Laut App des Auswärtigen Amts müssen sich alle Ausländer nach 3 Tagen bei der Migrationspolizei melden. Im Allgemeinen wird das auch vom Hotel übernommen. Die erforderlich Bescheinigung müsse bei der Ausreise vorgezeigt werden, sonst drohen empfindliche Strafen. Im Hotel weiß man allerdings nichts davon, eine Bescheinigung habe man nicht, es habe aber auch noch nie Probleme gegeben. Die Polizei sei allerdings bereits geschlossen und öffne erst wieder am nächsten Morgen um 8 Uhr. Um kurz nach 8 Uhr ist dann aber das Meeting noch nicht zu Ende und so erscheint der zuständige Beamte erst etwas später. Er gibt Entwarnung. Eine Bescheinigung sei nicht erforderlich und tatsächlich wird später an der Grenze auch nicht danach gefragt werden. Die App vom Auswärtigen Amt sollte mal dringend überarbeitet werden. Stress gehabt für nichts.

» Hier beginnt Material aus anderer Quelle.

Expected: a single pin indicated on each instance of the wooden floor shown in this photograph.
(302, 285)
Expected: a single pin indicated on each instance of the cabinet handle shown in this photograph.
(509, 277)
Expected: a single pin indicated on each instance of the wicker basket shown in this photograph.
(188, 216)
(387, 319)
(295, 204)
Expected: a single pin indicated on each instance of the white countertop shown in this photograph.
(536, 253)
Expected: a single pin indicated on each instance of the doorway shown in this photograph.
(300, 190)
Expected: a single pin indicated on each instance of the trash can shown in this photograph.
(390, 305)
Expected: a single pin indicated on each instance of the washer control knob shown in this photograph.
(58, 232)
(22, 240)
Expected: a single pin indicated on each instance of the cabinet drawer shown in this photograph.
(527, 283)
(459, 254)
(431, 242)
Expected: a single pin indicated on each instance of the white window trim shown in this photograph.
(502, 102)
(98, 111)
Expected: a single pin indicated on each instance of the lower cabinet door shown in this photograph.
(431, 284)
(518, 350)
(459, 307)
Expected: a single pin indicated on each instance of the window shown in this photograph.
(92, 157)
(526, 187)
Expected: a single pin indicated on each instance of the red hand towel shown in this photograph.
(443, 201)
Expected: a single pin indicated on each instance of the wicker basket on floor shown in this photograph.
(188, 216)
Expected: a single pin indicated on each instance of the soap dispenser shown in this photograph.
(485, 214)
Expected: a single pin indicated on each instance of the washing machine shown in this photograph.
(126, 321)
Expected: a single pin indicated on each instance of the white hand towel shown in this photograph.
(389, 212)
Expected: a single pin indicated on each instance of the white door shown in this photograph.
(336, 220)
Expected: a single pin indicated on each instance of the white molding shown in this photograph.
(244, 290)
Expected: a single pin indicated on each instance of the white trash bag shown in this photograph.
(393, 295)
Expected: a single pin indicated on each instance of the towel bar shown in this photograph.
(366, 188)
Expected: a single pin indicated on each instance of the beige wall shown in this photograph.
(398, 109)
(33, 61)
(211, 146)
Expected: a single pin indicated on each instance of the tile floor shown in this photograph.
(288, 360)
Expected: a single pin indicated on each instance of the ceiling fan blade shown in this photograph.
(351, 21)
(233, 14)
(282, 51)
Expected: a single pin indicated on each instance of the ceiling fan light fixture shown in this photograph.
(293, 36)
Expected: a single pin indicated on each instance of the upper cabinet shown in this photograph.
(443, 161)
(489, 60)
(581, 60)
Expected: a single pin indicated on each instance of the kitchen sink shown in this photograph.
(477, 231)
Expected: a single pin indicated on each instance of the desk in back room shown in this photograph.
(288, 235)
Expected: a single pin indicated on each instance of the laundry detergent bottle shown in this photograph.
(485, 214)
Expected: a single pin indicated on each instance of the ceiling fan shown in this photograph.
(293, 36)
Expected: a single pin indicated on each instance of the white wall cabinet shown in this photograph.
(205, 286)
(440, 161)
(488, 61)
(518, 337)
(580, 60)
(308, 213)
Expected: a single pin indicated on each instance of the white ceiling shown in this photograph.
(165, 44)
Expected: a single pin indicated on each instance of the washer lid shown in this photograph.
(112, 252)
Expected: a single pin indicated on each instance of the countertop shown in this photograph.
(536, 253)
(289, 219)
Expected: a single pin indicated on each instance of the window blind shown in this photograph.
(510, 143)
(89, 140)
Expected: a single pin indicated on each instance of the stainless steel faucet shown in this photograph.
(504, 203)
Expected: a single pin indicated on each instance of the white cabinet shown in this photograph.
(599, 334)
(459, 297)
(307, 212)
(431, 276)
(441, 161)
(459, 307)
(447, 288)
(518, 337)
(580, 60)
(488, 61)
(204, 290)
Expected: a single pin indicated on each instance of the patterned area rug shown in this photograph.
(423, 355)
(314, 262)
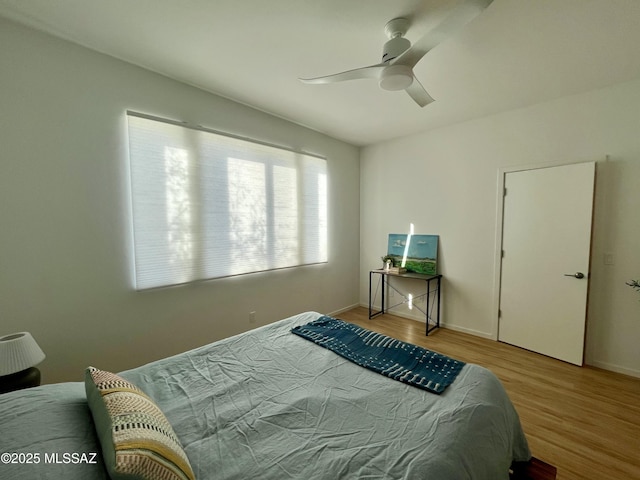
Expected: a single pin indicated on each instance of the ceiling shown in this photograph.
(517, 53)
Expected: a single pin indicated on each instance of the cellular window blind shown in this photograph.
(208, 205)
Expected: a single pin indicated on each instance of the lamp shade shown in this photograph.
(18, 352)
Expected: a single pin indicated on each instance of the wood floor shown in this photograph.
(583, 420)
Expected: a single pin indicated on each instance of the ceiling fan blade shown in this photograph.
(372, 71)
(462, 15)
(417, 92)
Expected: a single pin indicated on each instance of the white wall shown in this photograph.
(65, 237)
(445, 182)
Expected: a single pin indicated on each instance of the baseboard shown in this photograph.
(614, 368)
(470, 331)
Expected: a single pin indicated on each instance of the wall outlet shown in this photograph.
(608, 258)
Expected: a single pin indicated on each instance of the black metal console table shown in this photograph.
(431, 296)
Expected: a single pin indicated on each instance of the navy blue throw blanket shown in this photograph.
(393, 358)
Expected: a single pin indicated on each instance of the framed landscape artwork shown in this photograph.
(422, 253)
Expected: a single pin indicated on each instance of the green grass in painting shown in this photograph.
(426, 266)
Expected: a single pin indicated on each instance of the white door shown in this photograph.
(546, 241)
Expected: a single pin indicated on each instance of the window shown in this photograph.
(208, 205)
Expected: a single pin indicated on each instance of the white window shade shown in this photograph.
(207, 205)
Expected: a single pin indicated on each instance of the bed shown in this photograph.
(268, 404)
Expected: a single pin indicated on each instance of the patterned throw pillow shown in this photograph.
(136, 438)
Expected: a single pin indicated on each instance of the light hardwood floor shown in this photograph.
(583, 420)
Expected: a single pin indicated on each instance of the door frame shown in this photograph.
(497, 254)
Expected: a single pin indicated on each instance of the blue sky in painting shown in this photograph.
(421, 246)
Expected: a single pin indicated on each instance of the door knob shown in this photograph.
(576, 275)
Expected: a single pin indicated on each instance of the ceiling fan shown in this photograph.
(395, 71)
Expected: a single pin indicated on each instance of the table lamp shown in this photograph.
(19, 354)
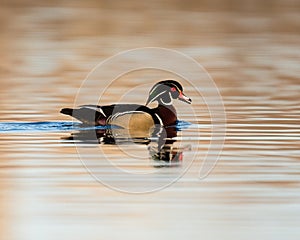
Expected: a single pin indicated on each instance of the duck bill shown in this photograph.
(184, 98)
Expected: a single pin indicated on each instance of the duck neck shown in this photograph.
(167, 113)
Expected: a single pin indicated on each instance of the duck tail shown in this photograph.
(67, 111)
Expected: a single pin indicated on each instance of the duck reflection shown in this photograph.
(160, 143)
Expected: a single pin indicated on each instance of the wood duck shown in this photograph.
(134, 116)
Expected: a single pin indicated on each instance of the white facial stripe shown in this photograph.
(159, 119)
(156, 96)
(169, 103)
(153, 90)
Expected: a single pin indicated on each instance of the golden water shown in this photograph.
(250, 48)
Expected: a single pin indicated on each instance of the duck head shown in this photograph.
(165, 91)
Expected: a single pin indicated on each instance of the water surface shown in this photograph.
(252, 53)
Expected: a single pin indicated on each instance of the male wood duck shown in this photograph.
(134, 116)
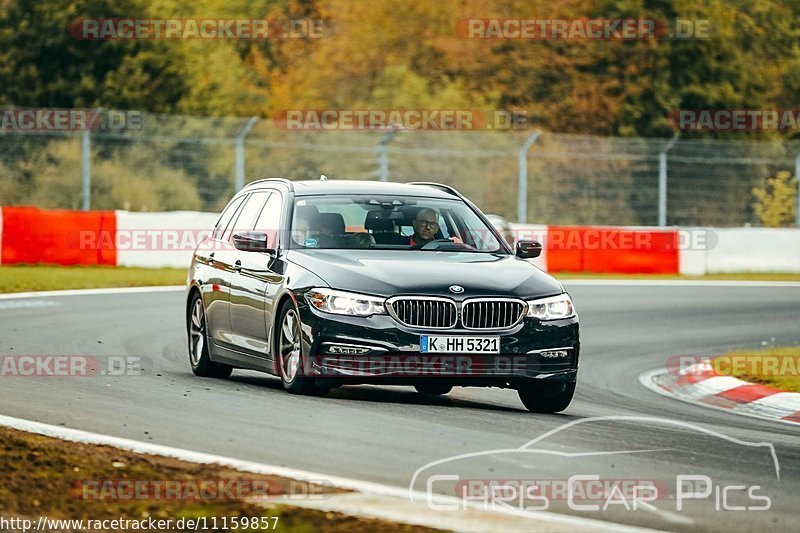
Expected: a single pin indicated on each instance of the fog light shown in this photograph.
(553, 354)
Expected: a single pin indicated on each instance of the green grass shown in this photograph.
(775, 367)
(44, 476)
(22, 278)
(748, 276)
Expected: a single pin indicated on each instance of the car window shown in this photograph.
(248, 214)
(227, 215)
(269, 220)
(387, 222)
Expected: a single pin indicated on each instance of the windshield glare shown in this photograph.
(390, 223)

Pünktlich abfahren oder zumindest eine angemessene Zeit zu haben für die vor uns liegende 360 km lange Strecke, für die Google sieben Stunden berechnet, lässt sich so jedenfalls schwer einhalten. Berichten zufolge handelt es sich ab Grenze um eine extrem schlechte Straße. Die ersten 80 km auf kasachischer Seite verlaufen dagegen ausgesprochen gut, die Ausreise auch.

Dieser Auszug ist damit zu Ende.